International ceasefire monitors are already in place in the Nuba Mountains, where the ceasefire is holding. In the south, however, the verification mission is not yet in place. In the meantime, the situation of civilians remains desperate, especially in Western Upper Nile, the location of Sudan’s most active oil exploration. Government militias supported by helicopter gunships are continuing to forcibly displace people from their homes and grazing areas. The government militias on horseback have used a bridge built by an oil company at Bentiu to cross into territory previously protected from their raids by a deep river, to attack people who years ago fled over the river for safety.

Human Rights Watch called for the verification mission in the south to be deployed as soon as possible, and to be strengthened from its planned membership of fifteen in order to be able to cover the vast geographical area of the south, where transportation and communications infrastructure is primitive to nonexistent.

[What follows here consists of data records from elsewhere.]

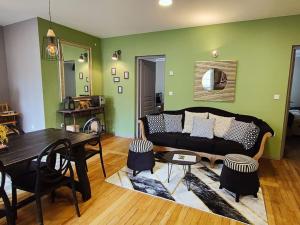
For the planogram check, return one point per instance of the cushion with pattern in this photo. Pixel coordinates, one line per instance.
(250, 136)
(222, 124)
(203, 128)
(156, 123)
(188, 120)
(173, 123)
(237, 131)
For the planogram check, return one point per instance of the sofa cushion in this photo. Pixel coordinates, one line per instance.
(236, 131)
(189, 118)
(203, 128)
(164, 139)
(223, 147)
(198, 144)
(173, 123)
(156, 123)
(250, 136)
(222, 124)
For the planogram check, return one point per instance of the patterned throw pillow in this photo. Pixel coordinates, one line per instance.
(173, 123)
(188, 120)
(222, 124)
(203, 128)
(251, 136)
(156, 123)
(237, 131)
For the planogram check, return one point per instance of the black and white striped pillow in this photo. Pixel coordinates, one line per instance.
(156, 123)
(250, 136)
(173, 123)
(237, 131)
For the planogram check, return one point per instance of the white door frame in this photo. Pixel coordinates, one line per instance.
(288, 96)
(138, 89)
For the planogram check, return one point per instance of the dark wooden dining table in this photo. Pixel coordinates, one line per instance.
(28, 147)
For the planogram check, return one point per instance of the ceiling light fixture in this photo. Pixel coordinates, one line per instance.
(83, 57)
(165, 2)
(116, 55)
(215, 53)
(51, 42)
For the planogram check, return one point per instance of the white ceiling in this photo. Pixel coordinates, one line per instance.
(108, 18)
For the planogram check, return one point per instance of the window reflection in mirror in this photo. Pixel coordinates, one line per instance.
(214, 79)
(75, 71)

“The U.S., having persuaded the parties to agree to honor some human rights obligations, should spare no effort in making sure that the parties live up to these obligations. The United States should hold both parties to their commitments to implement and honor these agreements,” Rone said.

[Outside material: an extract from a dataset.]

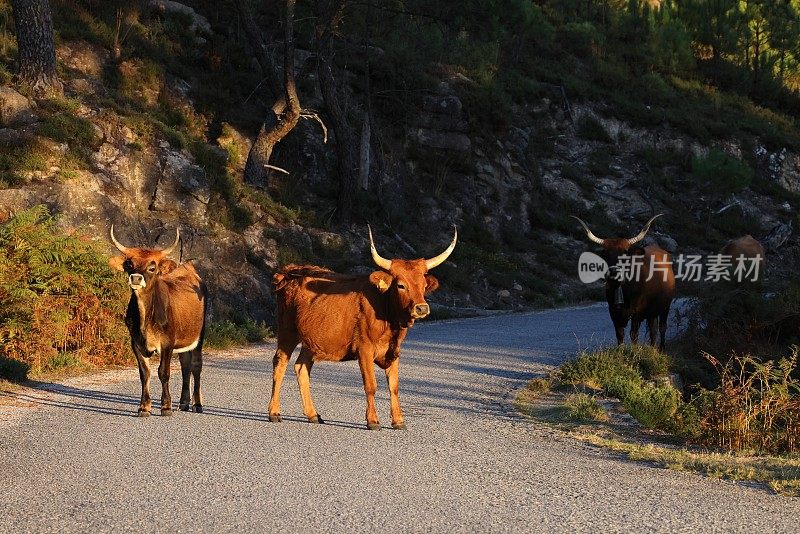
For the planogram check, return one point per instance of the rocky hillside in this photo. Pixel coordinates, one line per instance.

Human Rights Watch applauded the strong U.S. condemnation of the February 20, 2002 government bombing of a food distribution site in Bieh, Western Upper Nile, Southern Sudan. This government attack, by two helicopter gunships which flew so low the pilots' faces could be seen, killed twenty-four civilians waiting for emergency food rations. The U.S. immediately suspended negotiations with Khartoum. The Sudan government apologized for the killings, agreed in principle and later in writing not to target civilians or civilian objects in the war in the south, and negotiations resumed

One shortcoming of the Danforth report, according to Human Rights Watch, is that in discussing strategies for the future it elevates freedom of religion above other basic rights. This approach fails to come to grips with the broad nature of human rights violations that are the root causes of the nineteen-year-old civil war. The use of torture, prolonged arbitrary detention, extrajudicial executions, the lack of the rights to freedom of expression, association and assembly, and in particular second-class citizenship and discrimination on the grounds of race and ethnicity against many Sudanese, not only southerners, have all contributed to the current conflict. The government has continually attacked southerners in the war zones—the majority of whom practice traditional African religions—and drives them from their homes, destroying and looting homes and cattle, and then prevents emergency assistance from reaching them.

Human Rights Watch takes no position on the issue of self-determination, and it cautioned that the report's endorsement of unity in preference to self-determination should not dominate discussion of the report.

"The Danforth report is not U.S. policy at this time," Rone said. "Uproar over the self-determination point has distracted from the real human rights accomplishments of the Danforth agreements, and the need to provide substantial resources to see their implementation.